AMP's launch of a digital advice solution sparked renewed discussion about the role of technology in addressing the advice gap, particularly for less complex client needs. However, practitioners emphasised the importance of due diligence in technology adoption, with experts suggesting firms should ask themselves, "What would a big bank do?" when evaluating tech investments.

 

Regulator Actions

 

ASIC took decisive action against professional misconduct, permanently banning a former adviser involved in a $1.8 million fraud case.

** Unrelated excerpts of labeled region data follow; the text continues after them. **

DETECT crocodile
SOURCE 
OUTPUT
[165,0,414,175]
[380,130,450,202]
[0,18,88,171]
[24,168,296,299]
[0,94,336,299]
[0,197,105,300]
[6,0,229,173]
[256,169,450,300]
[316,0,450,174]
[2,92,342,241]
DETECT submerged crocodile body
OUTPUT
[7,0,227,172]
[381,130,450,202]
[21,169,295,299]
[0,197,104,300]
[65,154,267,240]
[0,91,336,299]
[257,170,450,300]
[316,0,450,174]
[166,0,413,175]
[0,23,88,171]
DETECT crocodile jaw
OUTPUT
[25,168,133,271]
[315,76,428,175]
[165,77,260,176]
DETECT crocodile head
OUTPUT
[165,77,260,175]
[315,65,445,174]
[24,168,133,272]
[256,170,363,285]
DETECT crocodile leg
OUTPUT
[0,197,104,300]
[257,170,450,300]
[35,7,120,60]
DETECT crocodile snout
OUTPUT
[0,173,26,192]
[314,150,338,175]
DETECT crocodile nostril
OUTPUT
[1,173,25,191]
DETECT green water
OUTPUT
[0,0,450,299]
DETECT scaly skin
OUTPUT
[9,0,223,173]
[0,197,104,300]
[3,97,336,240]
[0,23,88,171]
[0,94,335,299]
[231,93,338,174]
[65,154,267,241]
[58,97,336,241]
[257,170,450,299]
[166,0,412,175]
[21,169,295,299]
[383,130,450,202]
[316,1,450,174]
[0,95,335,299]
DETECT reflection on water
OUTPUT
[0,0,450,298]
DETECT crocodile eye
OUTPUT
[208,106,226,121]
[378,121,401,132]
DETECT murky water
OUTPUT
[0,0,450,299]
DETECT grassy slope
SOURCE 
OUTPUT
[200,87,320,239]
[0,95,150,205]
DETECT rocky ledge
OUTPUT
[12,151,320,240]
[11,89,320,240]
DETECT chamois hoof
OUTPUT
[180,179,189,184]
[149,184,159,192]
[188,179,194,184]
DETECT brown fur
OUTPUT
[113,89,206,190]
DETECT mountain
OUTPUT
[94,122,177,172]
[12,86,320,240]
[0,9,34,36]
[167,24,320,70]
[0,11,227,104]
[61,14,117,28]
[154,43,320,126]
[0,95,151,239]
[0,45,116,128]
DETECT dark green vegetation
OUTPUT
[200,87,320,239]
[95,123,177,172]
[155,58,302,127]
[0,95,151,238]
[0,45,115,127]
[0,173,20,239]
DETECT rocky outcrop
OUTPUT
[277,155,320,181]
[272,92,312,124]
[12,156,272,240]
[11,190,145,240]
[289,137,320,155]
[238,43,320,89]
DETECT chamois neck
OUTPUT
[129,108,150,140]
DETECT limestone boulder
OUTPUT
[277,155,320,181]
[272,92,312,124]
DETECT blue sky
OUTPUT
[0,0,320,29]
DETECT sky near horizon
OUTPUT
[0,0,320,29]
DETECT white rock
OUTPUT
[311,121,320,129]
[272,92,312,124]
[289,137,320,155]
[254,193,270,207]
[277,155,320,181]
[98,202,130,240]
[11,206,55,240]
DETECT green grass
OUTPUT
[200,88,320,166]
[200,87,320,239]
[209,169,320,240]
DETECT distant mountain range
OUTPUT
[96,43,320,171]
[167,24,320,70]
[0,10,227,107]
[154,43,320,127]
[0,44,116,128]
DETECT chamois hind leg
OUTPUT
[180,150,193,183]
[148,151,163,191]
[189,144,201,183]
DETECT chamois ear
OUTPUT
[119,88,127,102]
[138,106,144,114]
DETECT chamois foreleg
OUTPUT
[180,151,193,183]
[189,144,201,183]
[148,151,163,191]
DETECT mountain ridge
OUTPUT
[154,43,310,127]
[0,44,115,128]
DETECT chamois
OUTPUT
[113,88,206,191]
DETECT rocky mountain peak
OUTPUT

Meanwhile, the Financial Services and Credit Panel (FSCP) ordered additional education requirements for an adviser following errors in superannuation advice, reinforcing the industry's commitment to maintaining high professional standards.

 

Looking Ahead

 

Several key developments warrant attention in the coming weeks:

 

  1. Implementation details of the new education standards
  2. Further CSLR levy projections and potential industry responses
  3. Continued evolution of digital advice solutions
  4. Ongoing industry consolidation and practice acquisitions

 

Key Takeaways for Advisers

 

  1. Review your practice's education and professional development framework in light of the new standards
  2. Assess your technology stack's cybersecurity vulnerabilities
  3. Consider the impact of rising CSLR levies on your business model
  4. Evaluate opportunities in digital advice delivery while maintaining professional standards
  5. Monitor industry consolidation trends for strategic positioning

 

As the profession navigates these significant changes, the focus remains on balancing accessibility and professionalism. The coming months will be crucial in determining how these reforms shape the future of financial advice in Australia.